Letters, in general, play a central role in the novel: it begins and ends with a series of letters, and many important details of plot and character are related through them. For what purpose is this done by Shelley? They enable Shelley (who has, for the most part, committed herself to Victor’s first-person narration) to allow the voices of other characters to interrupt and alter Victor’s highly subjective account of the novel’s events.
Victor’s reaction to the letter reveals a great deal about his character. How? Though he is wracked with grief, his thoughts soon turn to his own anxiety at returning to his home after so long an absence. His selfabsorption begins to seem impenetrable to the reader.
Victor’s uneasiness about returning to his home after such a long absence foreshadows what? Victor’s uneasiness also foreshadows the moment of horror that greets him at Geneva; the reader has come to share his distress, and is thus as horrified as he by what the lightning illuminates.
Compare and contrast what the day looked like at the time of Victor’s brother’s murder with what greeted Victor when he arrived at night.
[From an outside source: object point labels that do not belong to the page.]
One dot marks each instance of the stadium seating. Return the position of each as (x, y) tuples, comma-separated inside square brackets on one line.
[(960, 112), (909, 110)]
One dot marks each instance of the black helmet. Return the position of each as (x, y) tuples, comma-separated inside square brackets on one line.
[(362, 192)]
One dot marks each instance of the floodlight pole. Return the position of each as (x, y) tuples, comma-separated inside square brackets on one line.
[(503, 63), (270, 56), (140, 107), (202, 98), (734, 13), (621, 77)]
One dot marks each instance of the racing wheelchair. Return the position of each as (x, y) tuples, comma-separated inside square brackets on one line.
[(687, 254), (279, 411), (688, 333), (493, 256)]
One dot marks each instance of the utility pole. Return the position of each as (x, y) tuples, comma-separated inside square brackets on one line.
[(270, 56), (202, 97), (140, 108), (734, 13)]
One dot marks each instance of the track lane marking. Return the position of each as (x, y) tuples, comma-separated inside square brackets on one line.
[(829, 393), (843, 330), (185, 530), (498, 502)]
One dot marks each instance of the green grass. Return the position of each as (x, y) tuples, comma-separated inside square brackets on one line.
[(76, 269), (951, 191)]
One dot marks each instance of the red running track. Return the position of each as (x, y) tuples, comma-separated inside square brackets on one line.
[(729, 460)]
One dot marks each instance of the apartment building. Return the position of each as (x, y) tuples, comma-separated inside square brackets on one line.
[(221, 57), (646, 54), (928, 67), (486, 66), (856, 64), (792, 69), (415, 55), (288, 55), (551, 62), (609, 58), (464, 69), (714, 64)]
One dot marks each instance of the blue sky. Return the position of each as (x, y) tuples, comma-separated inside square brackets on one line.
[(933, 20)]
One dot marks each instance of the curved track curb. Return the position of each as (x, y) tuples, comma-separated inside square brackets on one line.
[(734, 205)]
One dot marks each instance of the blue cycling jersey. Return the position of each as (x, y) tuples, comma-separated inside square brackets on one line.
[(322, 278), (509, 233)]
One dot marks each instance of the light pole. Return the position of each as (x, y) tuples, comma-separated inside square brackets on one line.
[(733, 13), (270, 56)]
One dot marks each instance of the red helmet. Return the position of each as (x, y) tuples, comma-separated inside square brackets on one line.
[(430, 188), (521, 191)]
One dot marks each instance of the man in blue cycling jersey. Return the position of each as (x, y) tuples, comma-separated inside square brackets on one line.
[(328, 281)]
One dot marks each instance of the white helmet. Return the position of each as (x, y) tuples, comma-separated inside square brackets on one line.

The lightning storm that greets Victor is a staple of Gothic narrative. It evokes the classical (not to mention clich├ęd) preamble to any ghost story: “It was a dark and stormy night…” It also reflects the state of imbalance and chaos in which Victor finds his family. Though William’s murder is described as taking place on an idyllic day in spring, it is chill and stormy when Victor arrives shortly thereafter.
Upon seeing the creature through Frankenstein’s eyes, the reader is inclined to jump to the same conclusion that he does. Which is what? Victor’s hatred of the creature reaches an almost hysterical pitch in this scene, as is indicated by his diction: he refers to his creation as a “deformity,” a “wretch,” a “filthy demon.” The reader, too, immediately wishes to blame the creature even though we have no real grounds for doing so. The reader is thus made subtly complicit with the creature’s outcast state
Victor’s decision to keep the monster’s existence a secret in order to preserve his reputation reveals him as what? as both selfish and foolhardy. A child has been killed, and a monster brought to life: in a world so severely out of balance, Frankenstein’s reputation ought be the furthest thing from his mind.